A mat serves two main purposes. First, it separates the artwork from the glass, thereby allowing air flow within the picture frame. It therefore eliminates the risk of the artwork sticking to the glass over time. A second function of mats is to compliment the artwork by gently pulling the viewers eye into the artwork. Matting is most commonly available in Sizes of 32” x 40” / 812 X 1016mm, with some colors available in 40” x 60” / 1016 X 1524mm sizes.

3 Preservation Grades

Matting is classified in 3 quality categories based upon how much acidity exists in the mat board fibers. Acidity, as measured by pH value, occurs naturally in wood pulp from which matting is made. Acidy is not the framers friend; over time, it ‘leaks’ onto the artwork, turning it yellow and brittle.

Unfortunately, there is little consistency between manufacturers. Each grade is available through various trade names given by each of the companies. However, most framers classify matting in 3 grades, each one defined by how much acidity they contain. These categories are “untreated core,” “treated core,” and “cotton.”

Grade 1: Untreated Acid Core

This is the most basic type of matting. The surface of the mat board is chemically treated to reduce acidity, but the core remains untreated. This interior core is exposed when the mat is cut, and the acid leaks from the interior, onto the artwork, causing it to yellow. This is the most basic type of matting and it is only good for the temporary framing (1 year).

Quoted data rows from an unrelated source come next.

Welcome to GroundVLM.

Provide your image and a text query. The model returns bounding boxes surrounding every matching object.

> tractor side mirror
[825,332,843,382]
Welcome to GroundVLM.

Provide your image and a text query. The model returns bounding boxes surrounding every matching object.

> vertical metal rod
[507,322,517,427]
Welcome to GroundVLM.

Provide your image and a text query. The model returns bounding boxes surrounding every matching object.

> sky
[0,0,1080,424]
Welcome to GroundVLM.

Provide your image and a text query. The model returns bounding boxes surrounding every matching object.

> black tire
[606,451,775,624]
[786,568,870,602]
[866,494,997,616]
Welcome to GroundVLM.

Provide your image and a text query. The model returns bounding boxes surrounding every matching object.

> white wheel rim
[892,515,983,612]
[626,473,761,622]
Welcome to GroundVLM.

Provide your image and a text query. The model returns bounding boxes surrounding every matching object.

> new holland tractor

Grade 2: Treated wood pulp interior

This product is made from wood pulp fiber that has been chemically treated to significantly reduce the acids that can degrade the matboard and artwork over time. These matboards offer a medium level protection and are the best in terms of protection for the amount they cost. This type of mating is suitable for items that are valuable but not irreplaceable, such as fine art prints, limited editions, valuable documents and non-digital photography (which can be reproduced at a click of a button).

Grade 3: Cotton Based

As the name suggests, this product is not made from wood pulp at all. Instead, it is made from cotton, which is naturally almost entirely acid free. While all manufactures claim that cotton is “naturally acid free”, this is not entirely true. Depending on the crop and growing climate and species, cotton has a PH value that ranges from 6.2 to 6.7 and is therefore slightly acidic. (7.00 would be purely acid free). Having said that, it is the only matting board that is guaranteed to be safe next to any artwork, and comes with a lifetime warranty. The downside to cotton matboard is that it is expensive and can cost twice as much as wood-pulp based product.

What is a Ply?

Another important element of matting is how many plys it contains, though this term can be misleading. In years past, matboard was made of a top, 2 core layers, and a backing; or 4 parts, hence the word 4 plys. Today, most matboard is made with just 3 layers, notably a top, a single core and backing. However, the word 4 plys has not gone away.

For practical purposes, a ply is simply a measure of thickness commonly used in the picture framing industry. Most mats come in 4 plys, or .052” / 1.3mm and are suitable for most picture frame projects. About 30% of mats are offered in thicker 6 plys and even few are available in 8 plys. Thicker plys can be used when rigidity is desired or to create more depth of the artwork.

Colors, Textures and Specialty Mats

More than ever before manufacturers offer a wider selection. Today you have access to an incredible palate of solid colour combination to provide you with every tint, tone and shade you need. The Specialty mats range from distinctive surfaces such as smooth and antique style metals, the look of slate to add dimension and personality, to earthstones to give a granite look, to Raw/Tatami silks, linens, Rice Paper, Suedes to name a few.

Todays technology combines outstanding choices and quality where imagination/creativity becomes reality. Dare to try and you will be positively surprised of the results.